A social enterprise is a business which re-invests its profits to benefit society. It is still focused on maximising revenue but instead of distributing profits amongst shareholders and owners, they are principally used to develop the business or improve the community.
Social enterprises are usually set up with a specific goal or mission. This can vary from business to business and includes environmental protection, job creation, improvement of local services and education. Social enterprises exist outside the public sector and in many ways function in the same way as a traditional private company.
The history of social enterprise
The idea of social enterprise was established in the UK during the late 1970s. Against a backdrop of growing economic uncertainty, social enterprise was developed as an alternative to commercial enterprise with the idea of bridging the gap between the private and volunteer sectors. The first social enterprises often aimed to provide employment to the marginalised, recently redundant and long-term unemployed, while also providing housing for those most in need.
As the idea of social enterprise was developed, three areas were identified to measure the enterprise’s success. Known as the Triple Bottom Line, they consist of social, environmental and financial benefits. By 1997 social enterprises were an important part of the UK’s business demographic. In March 1997 the UK Social Enterprise Partnership Ltd was established to provide specialist organisational support.
Today there are over 100,000 social enterprises in the UK, contributing in the region of £60 billion to the national economy.
The main characteristics of a social enterprise
In order to assess and assure that a social enterprise is functioning as required, the Social Enterprise Mark was created. To meet the required qualification criteria, a company is independently assessed to ensure that it is meeting its social and environmental declarations. To function as a genuine social enterprise, a business must:
• Have a core statement in their governing documents which illustrates their social/environmental goals
• Generate over 50% of their income through trade
• Prioritise the re-investment of profits into the company or society rather than distributing amongst shareholders
• Be privately funded with no state/public involvement
• Have a transparent and accountable business model
• Be independently owned and managed to further their social mission
Social enterprises are a vital part of the UK employment sector. Over two million people in the UK are employed by a social enterprise and their input into wider society has made a huge impact.
How are social enterprises structured
As mentioned above, social enterprises often function in the same way as a Private Limited Company with a focus on maximising profit. The original UK social enterprises were set up as co-operatives and mutual societies but today there are several legal structures available for establishing a social enterprise.
The latest option for setting up a social enterprise is called a CIC (Community Interest Company). A CIC has a legal framework specifically designed to suit a social enterprise. A CIC protects the company’s assets to benefit community/society while limiting the dividends payable to shareholders. A CIC cannot be used to set up a charity or to support political activities.

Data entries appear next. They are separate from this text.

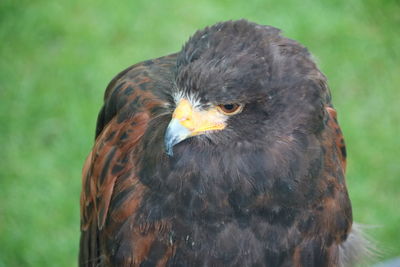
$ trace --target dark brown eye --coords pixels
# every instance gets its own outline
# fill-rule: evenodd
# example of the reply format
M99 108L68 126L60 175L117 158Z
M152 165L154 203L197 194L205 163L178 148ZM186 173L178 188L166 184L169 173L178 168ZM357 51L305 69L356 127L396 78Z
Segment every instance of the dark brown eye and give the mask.
M243 105L240 104L221 104L217 106L218 110L225 115L234 115L242 111Z

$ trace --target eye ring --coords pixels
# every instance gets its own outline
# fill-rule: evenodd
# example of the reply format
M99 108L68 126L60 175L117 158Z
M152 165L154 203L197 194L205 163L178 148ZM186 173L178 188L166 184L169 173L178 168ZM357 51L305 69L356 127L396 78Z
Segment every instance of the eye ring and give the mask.
M224 115L232 116L235 114L238 114L242 112L243 110L243 105L242 104L220 104L217 106L217 109L219 112L221 112Z

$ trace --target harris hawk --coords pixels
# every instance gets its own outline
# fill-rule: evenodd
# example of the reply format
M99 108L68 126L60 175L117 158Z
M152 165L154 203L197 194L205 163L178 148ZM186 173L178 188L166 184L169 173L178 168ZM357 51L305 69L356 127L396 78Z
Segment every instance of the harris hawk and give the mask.
M80 266L347 266L360 238L325 76L280 30L197 31L118 74L83 168Z

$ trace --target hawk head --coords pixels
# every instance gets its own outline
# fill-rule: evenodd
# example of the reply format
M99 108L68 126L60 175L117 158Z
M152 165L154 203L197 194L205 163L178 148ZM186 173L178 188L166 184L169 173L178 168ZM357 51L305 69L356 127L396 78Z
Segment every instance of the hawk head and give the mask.
M169 155L188 138L229 150L318 132L329 92L306 48L276 28L239 20L189 39L178 55L172 97Z

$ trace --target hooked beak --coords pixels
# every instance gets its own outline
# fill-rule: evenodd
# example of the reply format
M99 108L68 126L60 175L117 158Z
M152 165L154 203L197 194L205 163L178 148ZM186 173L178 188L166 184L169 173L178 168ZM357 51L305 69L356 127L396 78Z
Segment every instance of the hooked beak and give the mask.
M173 156L174 145L189 137L225 127L225 118L216 108L195 110L188 100L181 99L165 132L166 153Z

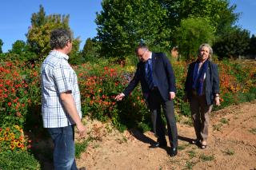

Successful social enterprises
Social enterprises are now an integral part of the UK economy. Research from the State of Social Enterprise Report found that 31% of the UK’s social enterprises are located in 20% of the UK’s most deprived communities. 59% of social enterprises employ at least one person from a disadvantaged background, and the average difference in salary between the CEO of a social enterprise and their lowest paid worker is just 3.6:1 compared to 150:1 for an average FTSE 100 company.
The success of social enterprises is perhaps due in part to the underlying ethical drive for profit. Their ethical values and focus on social awareness has proven to be an effective initiative to achieve success. To give a broader view of the impact of social enterprises on the UK economy, here’s a list of some of the most high profile social enterprises:
• The Big Issue
• The Co-operative Group
• The Eden Project
• John Lewis Partnership
• Two Fingers Brewing Co.
• Welsh Water
• Divine Chocolate
These examples perfectly illustrate that social enterprises can be successful in almost any sector. From community services to consumer goods, social enterprises look set to play a significant role in the future of the UK economy.